First, let’s talk about the core. The I6500 and I6400 share the same basic CPU architecture. Both chips are dual-issue processors with support for simultaneous multi-threading (SMT). Both can handle up to four threads per CPU core, offer an optional SIMD/FPU implementation with 128-bit registers (broadly equivalent to ARM’s NEON, though the particular implementation details may vary), hardware virtualization support, and a 16-way associative L2 cache that can scale up to 8MB.
What sets the I6500 apart from the earlier I6400 is its support for large-scale cluster deployments and heterogeneous compute integration.

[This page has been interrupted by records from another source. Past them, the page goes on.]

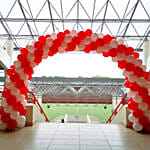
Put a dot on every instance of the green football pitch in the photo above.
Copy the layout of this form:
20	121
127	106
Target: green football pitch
101	111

Where the I6400 targets multi-core applications, the I6500 is meant to be used as part of a multi-cluster system with potential support for hundreds of CPUs, as well as other heterogeneous compute accelerators.
Imagination is dividing the chip’s heterogeneous capabilities into two segments — “heterogeneous inside” and “heterogeneous outside.” “Heterogeneous inside,” according to Imagination, refers to how customers can optimize the I6500 core in a number of ways, including altering its simultaneous multi-threading configuration, changing the L1 cache size, including or excluding the SIMD/FPU unit, adding up to 1MB of Data ScratchPad RAM, adding up to 4 AXI ports to connect with low-latency peripherals, and tweaking dynamic voltage and frequency settings on a per-core basis. This isn’t really heterogeneous computing as AMD has defined it, but it does speak to how the I6500 is an extremely flexible core design.
“Heterogeneous outside,” more closely resembles HSA as we’ve seen it used by AMD and Qualcomm. MIPS writes:
The capabilities of the I6500 family extend even further on the “heterogeneous outside” framework through a unique feature supporting the build of “accelerator only” cluster(s). A single cluster of the I6500 family platform can actually be configured for having up to eight IO coherence units (IOCUs) connected together, with no CPU in the cluster.
Custom-designed or third party functional accelerators can be connected via standard AXI4 interface to these IOCU ports, providing very localized and concentrated compute resources for specific tasks or applications. Such a configuration provides benefits to a cluster of functional accelerators by utilizing a localized, shared low latency L2 cache among the accelerator units. It concentrates the processing and traffic of the accelerators and the CPUs into separate clusters.